Kondo M, Kojima S, Kato K, Matsuyama T
Division of Hematology/Oncology, Children's Medical Center, Japanese Red Cross Nagoya First Hospital.
Bone Marrow Transplant. 1998 Nov;22(10):995-8. doi: 10.1038/sj.bmt.1701482.
We analyzed the incidence, complications, and risk factors for late-onset hemorrhagic cystitis (HC) in 256 children undergoing hematopoietic stem cell transplantation (HSCT).
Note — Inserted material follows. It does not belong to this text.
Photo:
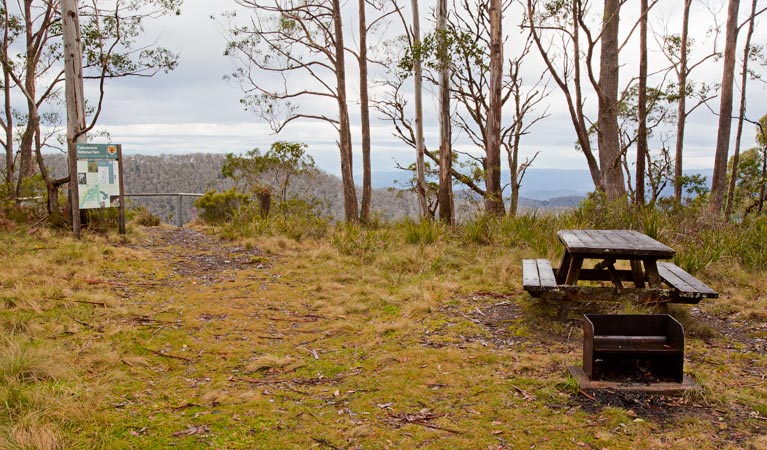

Twenty-six recipients (10.2%) developed late-onset HC between 3 and 270 days (median, 33 days) after HSCT. In most patients, the severity of HC was mild to moderate, and spontaneous resolution occurred. Three children developed bladder tamponade, and one required suprapubic cystotomy. Four children died in the early post-transplant period without resolution of HC, but HC was not the direct cause of death in any patient. Twenty-two patients recovered within 6-86 days (median, 16 days) of onset. Three predisposing factors were identified for development of late-onset HC by multivariate analysis: allogeneic HSCT, older age (> or = 7 years), and busulphan for pretransplant conditioning were significantly associated with late-onset HC (P=0.022, P=0.044 and P=0.036, respectively). Excretion of adenovirus type 11 was demonstrated in six of 22 patients at the onset of cystitis. We suspect that reactivation of virus may be a major pathogenic factor in late-onset HC, but several clinical factors are also associated.
我们分析了256例接受造血干细胞移植(HSCT)的儿童迟发性出血性膀胱炎(HC)的发病率、并发症及危险因素。26例受者(10.2%)在HSCT后3至270天(中位数为33天)发生迟发性HC。大多数患者HC的严重程度为轻至中度,且可自发缓解。3例儿童出现膀胱填塞,1例需要耻骨上膀胱切开术。4例儿童在移植后早期死亡,HC未缓解,但HC并非任何患者的直接死因。22例患者在发病后6至86天(中位数为16天)内康复。多因素分析确定了迟发性HC发生的3个易感因素:异基因HSCT、年龄较大(≥7岁)以及移植前预处理使用白消安与迟发性HC显著相关(P分别为0.022、0.044和0.036)。22例膀胱炎发病患者中有6例检测到11型腺病毒排泄。我们怀疑病毒再激活可能是迟发性HC的主要致病因素,但也与一些临床因素有关。